LLaMA Factory
Install and fine-tune models with LLaMA Factory
Verify system prerequisites
Check that your NVIDIA Spark system has the required components installed and accessible.
nvcc --version
docker --version
nvidia-smi
python --version
git --version
Launch PyTorch container with GPU support
Start the NVIDIA PyTorch container with GPU access and mount your workspace directory.
NOTE
This NVIDIA PyTorch container supports CUDA 13
docker run --gpus all --ipc=host --ulimit memlock=-1 -it --ulimit stack=67108864 --rm -v "$PWD":/workspace nvcr.io/nvidia/pytorch:25.09-py3 bash
Clone LLaMA Factory repository
Download the LLaMA Factory source code from the official repository.
git clone --depth 1 https://github.com/hiyouga/LLaMA-Factory.git
cd LLaMA-Factory
Install LLaMA Factory with dependencies
Install the package in editable mode with metrics support for training evaluation.
pip install -e ".[metrics]"
Verify Pytorch CUDA support.
PyTorch is pre-installed with CUDA support.
To verify installation:
python -c "import torch; print(f'PyTorch: {torch.__version__}, CUDA: {torch.cuda.is_available()}')"
Prepare training configuration
Examine the provided LoRA fine-tuning configuration for Llama-3.
cat examples/train_lora/llama3_lora_sft.yaml
Launch fine-tuning training
NOTE
Login to your hugging face hub to download the model if the model is gated.
Execute the training process using the pre-configured LoRA setup.
huggingface-cli login # if the model is gated
llamafactory-cli train examples/train_lora/llama3_lora_sft.yaml
Example output:
***** train metrics *****
epoch = 3.0
total_flos = 22851591GF
train_loss = 0.9113
train_runtime = 0:22:21.99
train_samples_per_second = 2.437
train_steps_per_second = 0.306
Figure saved at: saves/llama3-8b/lora/sft/training_loss.png
Validate training completion
Verify that training completed successfully and checkpoints were saved.

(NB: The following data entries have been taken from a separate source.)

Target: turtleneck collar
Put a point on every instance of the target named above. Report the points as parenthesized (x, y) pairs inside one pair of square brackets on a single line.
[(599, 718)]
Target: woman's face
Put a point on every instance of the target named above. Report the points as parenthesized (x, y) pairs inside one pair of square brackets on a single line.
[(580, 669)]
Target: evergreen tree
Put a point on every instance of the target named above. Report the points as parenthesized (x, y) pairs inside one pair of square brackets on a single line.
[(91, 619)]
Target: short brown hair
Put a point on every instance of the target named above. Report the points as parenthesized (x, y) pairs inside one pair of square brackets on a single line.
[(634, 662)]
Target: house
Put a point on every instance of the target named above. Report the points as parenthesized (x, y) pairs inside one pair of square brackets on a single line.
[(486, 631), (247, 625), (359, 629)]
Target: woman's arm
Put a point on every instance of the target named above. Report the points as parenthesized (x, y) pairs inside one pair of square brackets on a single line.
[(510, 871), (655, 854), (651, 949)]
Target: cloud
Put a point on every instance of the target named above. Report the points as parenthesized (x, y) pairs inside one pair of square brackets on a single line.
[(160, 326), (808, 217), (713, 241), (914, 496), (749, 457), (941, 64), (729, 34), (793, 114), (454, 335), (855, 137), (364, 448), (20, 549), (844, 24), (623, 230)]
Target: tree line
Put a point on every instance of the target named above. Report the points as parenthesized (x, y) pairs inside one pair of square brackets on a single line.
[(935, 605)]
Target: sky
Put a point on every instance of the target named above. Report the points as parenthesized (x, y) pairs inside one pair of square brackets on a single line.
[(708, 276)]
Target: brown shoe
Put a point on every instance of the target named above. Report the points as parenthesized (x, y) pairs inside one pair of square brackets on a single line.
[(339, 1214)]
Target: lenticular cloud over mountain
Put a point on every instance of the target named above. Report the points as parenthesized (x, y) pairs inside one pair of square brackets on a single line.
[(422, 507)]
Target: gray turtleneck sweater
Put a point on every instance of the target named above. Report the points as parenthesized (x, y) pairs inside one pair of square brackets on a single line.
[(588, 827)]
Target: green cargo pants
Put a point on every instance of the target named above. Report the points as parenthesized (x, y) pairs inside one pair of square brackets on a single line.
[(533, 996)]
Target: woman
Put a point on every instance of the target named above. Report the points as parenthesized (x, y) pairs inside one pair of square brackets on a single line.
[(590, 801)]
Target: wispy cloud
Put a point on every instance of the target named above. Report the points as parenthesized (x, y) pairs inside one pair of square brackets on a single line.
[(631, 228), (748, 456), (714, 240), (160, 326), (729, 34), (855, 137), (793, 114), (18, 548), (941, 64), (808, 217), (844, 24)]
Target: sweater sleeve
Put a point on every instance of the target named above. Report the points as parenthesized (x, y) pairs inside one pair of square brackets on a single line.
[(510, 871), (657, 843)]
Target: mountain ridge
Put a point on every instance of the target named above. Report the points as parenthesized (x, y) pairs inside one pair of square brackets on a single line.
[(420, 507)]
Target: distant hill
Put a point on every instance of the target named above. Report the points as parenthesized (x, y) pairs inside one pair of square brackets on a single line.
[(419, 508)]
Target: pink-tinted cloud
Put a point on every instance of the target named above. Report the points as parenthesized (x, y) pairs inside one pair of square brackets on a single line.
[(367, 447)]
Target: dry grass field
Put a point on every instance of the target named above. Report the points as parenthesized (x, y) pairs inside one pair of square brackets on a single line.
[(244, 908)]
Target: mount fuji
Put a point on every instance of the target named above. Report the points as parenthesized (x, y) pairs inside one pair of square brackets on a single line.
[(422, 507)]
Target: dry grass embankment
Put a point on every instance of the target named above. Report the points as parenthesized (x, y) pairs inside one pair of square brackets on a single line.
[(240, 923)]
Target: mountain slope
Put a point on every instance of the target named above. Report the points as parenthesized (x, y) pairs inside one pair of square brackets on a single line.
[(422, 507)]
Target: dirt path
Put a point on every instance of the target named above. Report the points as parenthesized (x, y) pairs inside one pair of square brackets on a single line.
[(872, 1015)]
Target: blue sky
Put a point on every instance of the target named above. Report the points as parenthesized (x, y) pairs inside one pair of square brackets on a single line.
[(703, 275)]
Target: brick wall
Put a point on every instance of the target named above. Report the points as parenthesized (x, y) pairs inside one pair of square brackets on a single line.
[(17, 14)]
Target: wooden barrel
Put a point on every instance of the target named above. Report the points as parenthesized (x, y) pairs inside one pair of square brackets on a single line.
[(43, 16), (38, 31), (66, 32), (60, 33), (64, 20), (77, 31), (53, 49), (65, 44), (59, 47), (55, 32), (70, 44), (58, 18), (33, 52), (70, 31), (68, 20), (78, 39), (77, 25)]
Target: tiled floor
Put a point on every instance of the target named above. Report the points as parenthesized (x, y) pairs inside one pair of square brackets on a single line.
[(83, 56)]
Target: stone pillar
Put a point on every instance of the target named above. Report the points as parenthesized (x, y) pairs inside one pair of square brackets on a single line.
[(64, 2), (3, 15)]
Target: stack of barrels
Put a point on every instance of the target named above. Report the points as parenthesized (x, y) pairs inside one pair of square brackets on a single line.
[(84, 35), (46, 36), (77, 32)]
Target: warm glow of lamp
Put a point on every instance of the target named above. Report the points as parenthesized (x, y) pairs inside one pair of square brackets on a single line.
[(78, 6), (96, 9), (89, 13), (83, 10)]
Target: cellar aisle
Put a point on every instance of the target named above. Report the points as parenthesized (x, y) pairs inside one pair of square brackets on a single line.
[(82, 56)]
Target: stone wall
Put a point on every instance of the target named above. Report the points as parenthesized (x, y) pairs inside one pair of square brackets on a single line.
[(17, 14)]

ls -la saves/llama3-8b/lora/sft/
Expected output should show:
- Final checkpoint directory (
checkpoint-21or similar) - Model configuration files (
config.json,adapter_config.json) - Training metrics showing decreasing loss values
- Training loss plot saved as PNG file
Test inference with fine-tuned model
Test your fine-tuned model with custom prompts:
llamafactory-cli chat examples/inference/llama3_lora_sft.yaml
# Type: "Hello, how can you help me today?"
# Expect: Response showing fine-tuned behavior
For production deployment, export your model
llamafactory-cli export examples/merge_lora/llama3_lora_sft.yaml
Cleanup and rollback
WARNING
This will delete all training progress and checkpoints.
To remove all generated files and free up storage space:
cd /workspace
rm -rf LLaMA-Factory/
docker system prune -f
To rollback Docker container changes:
exit # Exit container
docker container prune -f